Pepe had been kind enough to find Manolo to meet me at the airport – my bag had actually made the first flight – so we rounded that up, headed for the car and raced for Alcoy – where Susan should be heading into surgery in moments.

I should interject here that when I did my research into what to pack for this trip I’d done a bit of digging to ascertain what the weather would be like. I’d just lost a lot of weight – and while that’s wonderful, it can mean that your clothing resources can be – shall we say limited? Everything that I could find indicated that the weather was going to be mild – it was, afterall, the time of year when the almond trees would be in bloom, the Valencias would be harvested, and flowers should be abundant. I packed accordingly. And I chose an outfit that included some mule-type slide on sandals for the trip. Comfy, practical, goes with lots of stuff.
Did I mention up there about meeting Manolo in Alicante that there was snow on the ground? By the time we got to Alcoy it became quite clear that this was NOT going to be mild weather!
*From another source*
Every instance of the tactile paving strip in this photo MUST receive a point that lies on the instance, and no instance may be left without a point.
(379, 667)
(See the snow in them thar hills?)

When I arrived at the Clinica (that’s what we call it – the real name is Sanatorio San Jorge – it’s a small private hospital) I was quickly greeted by Dr. Baltasar – who had a warm hug and welcome for me. He said,

“There’s been a change of plans. We had the opportunity to move Susan’s surgery up a bit. She actually went into surgery at noon today. Her surgery went well – excellently, in fact. She’s out of recovery, back in her room resting. Audrey, Perry, and Sarah are keeping an eye on her until you got here.”


So the first time I met Susan, she was pretty out of it. But the first thing she asked me was, “Was he able to do a true DS? The whole thing?” You’d have to know Susan to know how hilarious that is. And I was able to respond, “Yes, and your surgery went beautifully.” To which she said, “I’m so glad you’re here… I think I’m going to sleep now.” And she did.